Can this somehow be repaired even though tire shops are telling me no?  Is it just because they don't want to be responsible if something happens?

If it can be repaired what is the best method, inside repair?  I hate to pay another $325 for another new tire.

Answer
Danny,

No, sidewall damage can not be repaired.  The motion sidewalls go through is very complex and difficult to describe (you have to do it mathematically).  The bottom line is that patch type repairs do not hold up.  The only repairs that work are called "section repairs", but they are fairly expensive and unless you have a truck tire or an earthmover tire, the repair is too costly compared to the cost of the tire - and so most repair shops that do section repairs are not set up do to anything but truck and earthmover tires.

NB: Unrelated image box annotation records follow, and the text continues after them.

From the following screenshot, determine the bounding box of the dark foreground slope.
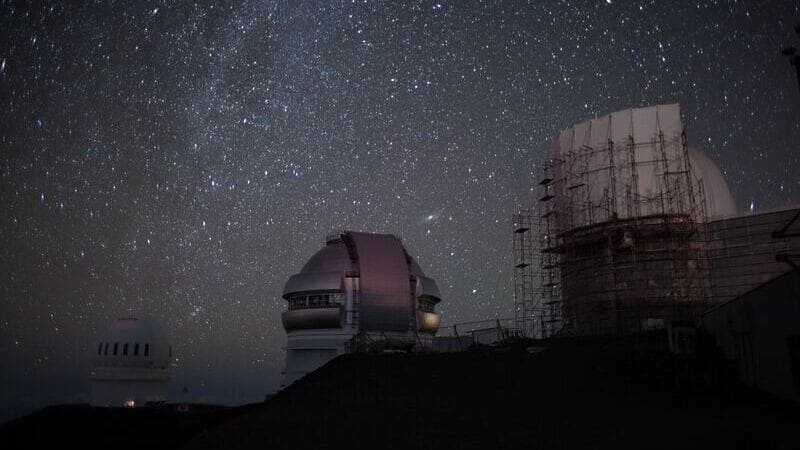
[189,335,800,450]
[0,405,250,450]
[0,335,800,450]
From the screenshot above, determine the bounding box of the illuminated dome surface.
[281,231,441,384]
[689,148,738,218]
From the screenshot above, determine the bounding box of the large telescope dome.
[282,231,441,383]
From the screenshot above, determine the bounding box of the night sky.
[0,0,800,418]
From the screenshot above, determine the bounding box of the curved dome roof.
[92,317,172,368]
[689,148,738,218]
[283,232,441,301]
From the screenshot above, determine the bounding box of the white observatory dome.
[91,317,172,407]
[689,147,737,218]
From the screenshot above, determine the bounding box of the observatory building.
[91,317,172,407]
[514,104,800,336]
[282,231,441,385]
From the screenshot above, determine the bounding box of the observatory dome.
[281,231,441,384]
[689,147,737,218]
[91,317,172,407]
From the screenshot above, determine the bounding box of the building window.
[289,292,344,310]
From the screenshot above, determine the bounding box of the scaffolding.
[513,211,537,336]
[532,105,711,336]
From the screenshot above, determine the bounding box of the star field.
[0,1,800,416]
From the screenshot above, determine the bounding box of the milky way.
[0,1,800,410]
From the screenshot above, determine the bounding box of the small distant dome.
[91,317,172,407]
[94,317,172,368]
[689,148,738,218]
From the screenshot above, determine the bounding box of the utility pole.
[783,23,800,94]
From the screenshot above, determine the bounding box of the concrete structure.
[282,231,441,385]
[91,317,172,407]
[702,270,800,401]
[706,207,800,303]
[514,104,736,336]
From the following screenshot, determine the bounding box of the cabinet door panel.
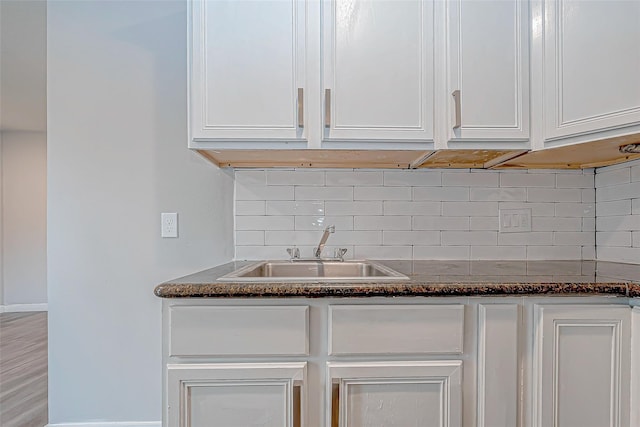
[322,0,434,140]
[327,360,462,427]
[165,363,306,427]
[190,0,305,140]
[544,0,640,140]
[447,0,529,140]
[534,305,631,427]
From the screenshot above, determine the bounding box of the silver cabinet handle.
[331,382,340,427]
[293,381,302,427]
[451,90,462,129]
[298,87,304,128]
[324,89,331,128]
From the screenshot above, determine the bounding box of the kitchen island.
[155,261,640,427]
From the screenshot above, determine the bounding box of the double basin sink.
[218,259,409,282]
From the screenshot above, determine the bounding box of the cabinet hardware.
[293,381,302,427]
[331,380,340,427]
[324,89,331,128]
[451,89,462,129]
[298,87,304,128]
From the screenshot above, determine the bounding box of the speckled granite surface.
[154,261,640,298]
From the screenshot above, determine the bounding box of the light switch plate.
[160,212,178,237]
[500,209,531,233]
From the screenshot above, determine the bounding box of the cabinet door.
[446,0,529,141]
[322,0,434,141]
[189,0,306,142]
[326,360,462,427]
[164,363,306,427]
[534,0,640,141]
[533,305,631,427]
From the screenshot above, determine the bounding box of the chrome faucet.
[313,225,336,258]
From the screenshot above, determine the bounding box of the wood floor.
[0,312,48,427]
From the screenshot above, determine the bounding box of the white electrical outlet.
[500,209,531,233]
[160,212,178,237]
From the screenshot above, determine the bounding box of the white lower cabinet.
[167,363,306,427]
[163,297,640,427]
[533,305,640,427]
[325,360,462,427]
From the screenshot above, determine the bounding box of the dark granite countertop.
[154,260,640,298]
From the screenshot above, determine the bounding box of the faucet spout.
[314,225,336,258]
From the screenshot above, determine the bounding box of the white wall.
[236,169,595,260]
[0,131,47,309]
[595,160,640,264]
[47,0,233,424]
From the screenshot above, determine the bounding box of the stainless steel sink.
[218,260,409,282]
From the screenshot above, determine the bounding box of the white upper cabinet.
[533,0,640,142]
[322,0,434,142]
[189,0,307,141]
[445,0,529,145]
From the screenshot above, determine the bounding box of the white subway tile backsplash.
[413,187,469,202]
[353,215,411,230]
[236,184,293,200]
[325,171,383,187]
[556,203,596,218]
[413,216,469,230]
[442,172,500,187]
[330,230,382,246]
[596,231,633,248]
[597,246,640,264]
[556,173,594,189]
[236,231,264,246]
[596,199,631,216]
[441,231,498,246]
[413,246,471,260]
[527,188,582,203]
[296,187,353,200]
[470,188,527,202]
[384,201,442,215]
[266,200,324,216]
[236,215,294,231]
[235,170,267,187]
[531,217,584,231]
[384,169,442,187]
[498,231,553,246]
[236,169,600,260]
[442,202,498,216]
[382,230,440,246]
[596,182,640,202]
[527,246,582,261]
[236,200,266,215]
[595,168,631,188]
[267,170,324,185]
[498,202,556,216]
[471,246,527,260]
[264,230,322,247]
[295,215,353,232]
[469,216,500,231]
[553,231,596,246]
[500,172,556,188]
[582,188,596,203]
[353,187,411,200]
[324,201,382,215]
[596,215,640,231]
[354,245,413,260]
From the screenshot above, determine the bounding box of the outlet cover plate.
[500,209,531,233]
[160,212,178,237]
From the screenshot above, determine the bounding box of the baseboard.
[0,302,49,313]
[45,421,162,427]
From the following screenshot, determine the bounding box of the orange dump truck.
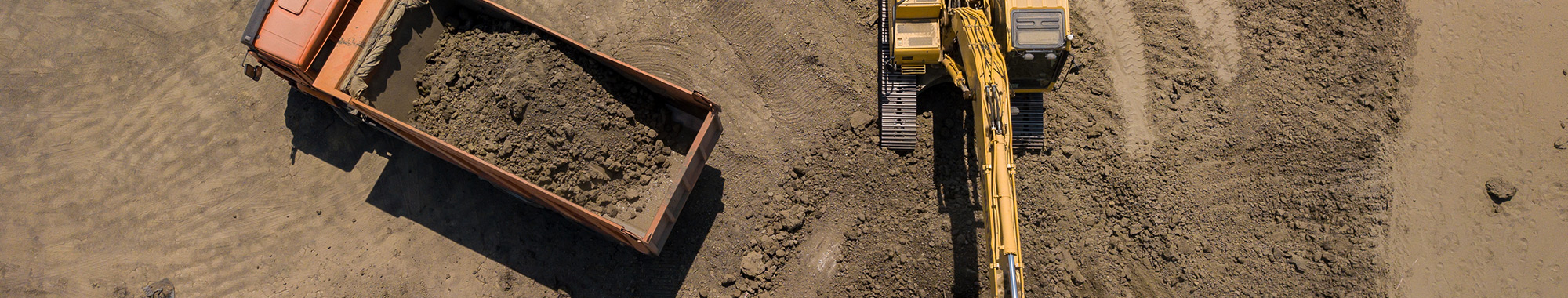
[240,0,723,254]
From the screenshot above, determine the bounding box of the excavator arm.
[947,8,1024,298]
[878,0,1073,298]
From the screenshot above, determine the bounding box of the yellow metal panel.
[892,0,942,19]
[892,19,942,64]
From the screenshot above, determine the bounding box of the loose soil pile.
[412,11,682,220]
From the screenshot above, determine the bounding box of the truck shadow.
[284,89,398,173]
[365,140,724,296]
[284,91,724,296]
[919,85,983,296]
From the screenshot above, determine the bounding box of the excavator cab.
[877,0,1073,298]
[993,0,1073,93]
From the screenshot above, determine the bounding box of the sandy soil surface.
[0,0,1568,296]
[1386,2,1568,296]
[411,9,691,221]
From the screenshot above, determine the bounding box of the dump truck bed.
[274,0,723,254]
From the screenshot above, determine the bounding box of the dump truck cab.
[240,0,359,85]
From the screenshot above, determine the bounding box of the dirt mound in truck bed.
[412,11,682,220]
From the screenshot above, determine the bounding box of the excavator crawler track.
[1011,93,1046,152]
[877,2,919,152]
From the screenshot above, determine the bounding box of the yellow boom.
[949,8,1024,296]
[878,0,1073,298]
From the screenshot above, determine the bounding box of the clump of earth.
[412,11,684,220]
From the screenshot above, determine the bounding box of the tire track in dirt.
[615,36,696,86]
[1182,0,1242,85]
[1083,0,1154,157]
[701,2,853,130]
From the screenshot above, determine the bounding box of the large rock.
[1486,177,1519,204]
[740,251,768,278]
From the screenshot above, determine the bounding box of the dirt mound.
[412,11,682,220]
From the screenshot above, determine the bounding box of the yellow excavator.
[878,0,1073,298]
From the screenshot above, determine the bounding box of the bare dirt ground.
[0,0,1568,296]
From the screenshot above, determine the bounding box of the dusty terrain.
[412,9,691,220]
[0,0,1568,296]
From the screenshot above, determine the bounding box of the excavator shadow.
[365,140,724,296]
[917,85,983,296]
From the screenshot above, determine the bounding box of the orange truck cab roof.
[240,0,348,69]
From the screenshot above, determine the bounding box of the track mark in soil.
[1182,0,1242,85]
[702,2,855,130]
[1085,0,1154,157]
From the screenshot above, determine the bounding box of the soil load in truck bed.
[411,9,690,220]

The net result is no one bothers with repairing passenger car tires in the sidewall.

There is always a liability issue when it comes to tire repairs.

A puncture means the tire was operated underinflated - and that uses up the fatigue resistance built into the tire many times faster - and there is only so much that can be put in.

But most of the time a tire that has been punctured was operated only a short time before it was discovered, and the risk of failure is fairly low - but not as good as one that was never operated underinflated.

The problem is that if a tire failure occurs at high speeds... well, people have sometimes been killed when that happens. As a result, tire repairs are something that we should all take very seriously and be cautious about.  The failure rate might be small, but the consequences can be tragic.

That's why tire manufacturers don't sanction tire repairs - they merely tolerate them - and if a tire is repaired, it has to be done a certain way.  These restrictions are put into place to reduce the probability of a failure - it can't be eliminated.

And that includes the restriction that sidewalls can not be repaired.